De ce titre un peu obscur, difficile de savoir que penser. Il correspond pourtant tout à fait à l’ambiance du film lui-même. La Trajectoire du homard est le nom d’une pièce de théâtre qu’une compagnie est sur le point de jouer pour la première fois. La représentation est prévue pour le soir-même, tout est censé être réglé comme une horloge, sauf que… Sauf que le théâtre a oublié de prévoir des fruits pour l’équipe, qu’une comédienne ne se rappelle plus de son texte, qu’un accessoire primordial a disparu, qu’un journaliste bien perché comme il faut fait perdre du temps à tout le monde et qu’en gros, rien ne va plus dans les coulisses du plateau. Et la compagnie a une heure pour tout régler… Construit comme un film à sketchs, La Trajectoire du homard est un film qui pourrait décontenancer. Comme toute comédie du genre, les fragments ne se valent pas et ne sont pas aussi drôles, touchants ou absurdes les uns que les autres.

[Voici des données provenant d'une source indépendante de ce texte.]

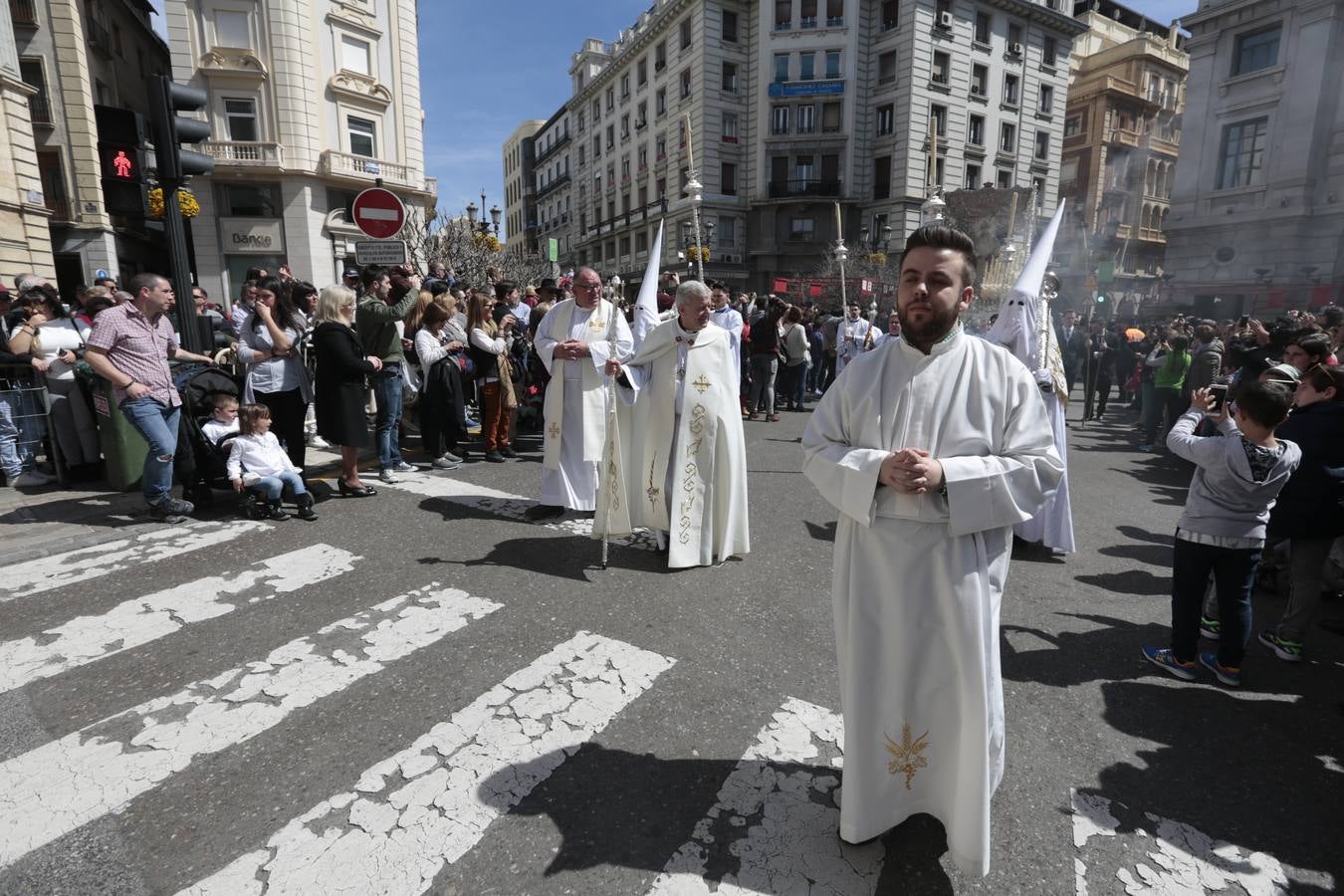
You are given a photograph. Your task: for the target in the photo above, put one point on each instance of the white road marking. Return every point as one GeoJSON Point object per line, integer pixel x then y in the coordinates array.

La finalité du long métrage pourrait également nous échapper pour peu qu’on ne connaisse pas l’histoire qui se cache derrière. Car le film a été réalisé dans des conditions particulières. Alors qu’il est embauché pour animer un atelier avec des comédiens – plus ou moins – amateurs (bonjour Juliette Poissonnier !), Igor Mendjisky a l’idée folle de tourner un long-métrage de cinéma durant les trois semaines qui lui sont imparties. Après l’avoir pensé pendant dix jours avec ses quatorze acteurs, il fait appel à Vincent Giovanni pour le tourner les dix jours suivants. La Trajectoire du homard, c’est donc un geste impulsif de cinéma, un autre pari un peu fou qui témoigne d’un amour profond pour le septième art et pour cette manière de tourner dans l’urgence, presque clandestinement. Filmé en scope et dans un joli noir et blanc, ce homard incongru arbore les atours d’un beau film de cinéma, mais pensé et réalisé à l’arrache, avec la passion, l’amour de la verve et un certain sens de l’absurde comme moteurs premiers. Peut-être plus anecdotique que son concurrent direct en Compétition Française, La Trajectoire du homard transpire la sympathie, et attendrit immédiatement par la radicalité et l’impulsivité de sa conception.